When such varieties returned to their
ancient homes, as they would differ from their former state in a nearly
uniform, though perhaps extremely slight degree, and as they would be found
embedded in slightly different sub-stages of the same formation, they
would, according to the principles followed by many palaeontologists, be
ranked as new and distinct species.
If then there be some degree of truth in these remarks, we have no right to
expect to find, in our geological formations, an infinite number of those
fine transitional forms, which, on our theory, have connected all the past
and present species of the same group into one long and branching chain of
life. We ought only to look for a few links, and such assuredly we do
find--some more distantly, some more closely, related to each other; and
these links, let them be ever so close, if found in different stages of the
same formation, would, by many palaeontologists, be ranked as distinct
species.

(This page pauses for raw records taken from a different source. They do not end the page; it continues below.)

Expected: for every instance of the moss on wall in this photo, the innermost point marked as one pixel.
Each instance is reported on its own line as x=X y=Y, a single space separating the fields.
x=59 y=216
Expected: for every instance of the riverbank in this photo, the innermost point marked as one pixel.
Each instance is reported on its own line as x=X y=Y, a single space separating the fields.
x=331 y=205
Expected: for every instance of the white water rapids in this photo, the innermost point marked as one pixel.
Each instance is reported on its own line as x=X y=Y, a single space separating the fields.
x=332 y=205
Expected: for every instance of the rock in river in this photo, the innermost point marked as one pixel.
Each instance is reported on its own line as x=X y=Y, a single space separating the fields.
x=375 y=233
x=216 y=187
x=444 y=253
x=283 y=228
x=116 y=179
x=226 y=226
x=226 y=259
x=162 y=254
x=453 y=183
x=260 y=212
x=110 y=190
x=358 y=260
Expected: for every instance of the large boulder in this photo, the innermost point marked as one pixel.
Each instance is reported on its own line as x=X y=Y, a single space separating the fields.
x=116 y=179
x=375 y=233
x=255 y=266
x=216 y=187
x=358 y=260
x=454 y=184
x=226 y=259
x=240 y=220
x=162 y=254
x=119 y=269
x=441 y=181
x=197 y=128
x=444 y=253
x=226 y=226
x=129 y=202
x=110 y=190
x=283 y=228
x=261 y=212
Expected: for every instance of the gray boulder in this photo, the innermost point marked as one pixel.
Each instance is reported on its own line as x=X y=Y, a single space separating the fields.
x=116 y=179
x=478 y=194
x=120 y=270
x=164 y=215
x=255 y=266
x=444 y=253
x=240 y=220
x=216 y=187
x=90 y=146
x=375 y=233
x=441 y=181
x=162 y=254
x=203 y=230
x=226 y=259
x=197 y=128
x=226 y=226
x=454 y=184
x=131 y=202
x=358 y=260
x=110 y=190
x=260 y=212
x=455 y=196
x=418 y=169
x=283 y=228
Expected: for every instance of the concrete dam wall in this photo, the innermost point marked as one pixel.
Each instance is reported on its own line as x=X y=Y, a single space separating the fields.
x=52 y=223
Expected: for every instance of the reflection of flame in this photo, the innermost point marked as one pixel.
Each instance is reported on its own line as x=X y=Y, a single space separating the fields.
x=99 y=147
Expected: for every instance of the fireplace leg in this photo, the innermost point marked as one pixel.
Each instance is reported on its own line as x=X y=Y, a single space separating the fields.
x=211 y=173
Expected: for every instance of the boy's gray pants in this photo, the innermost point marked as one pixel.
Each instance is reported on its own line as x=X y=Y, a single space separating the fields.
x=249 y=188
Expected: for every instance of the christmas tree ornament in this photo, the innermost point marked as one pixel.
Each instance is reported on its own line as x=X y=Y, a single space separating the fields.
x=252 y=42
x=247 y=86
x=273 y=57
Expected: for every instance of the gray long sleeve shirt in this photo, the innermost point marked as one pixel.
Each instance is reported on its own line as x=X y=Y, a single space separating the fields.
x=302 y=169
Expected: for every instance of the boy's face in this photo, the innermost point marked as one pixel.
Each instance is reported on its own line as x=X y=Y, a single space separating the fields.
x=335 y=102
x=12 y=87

But I do not pretend that I should ever have suspected how poor
was the record in the best preserved geological sections, had not the
absence of innumerable transitional links between the species which lived
at the commencement and close of each formation, pressed so hardly on my
theory.
ON THE SUDDEN APPEARANCE OF WHOLE GROUPS OF ALLIED SPECIES.
The abrupt manner in which whole groups of species suddenly appear in
certain formations, has been urged by several palaeontologists--for
instance, by Agassiz, Pictet, and Sedgwick, as a fatal objection to the
belief in the transmutation of species.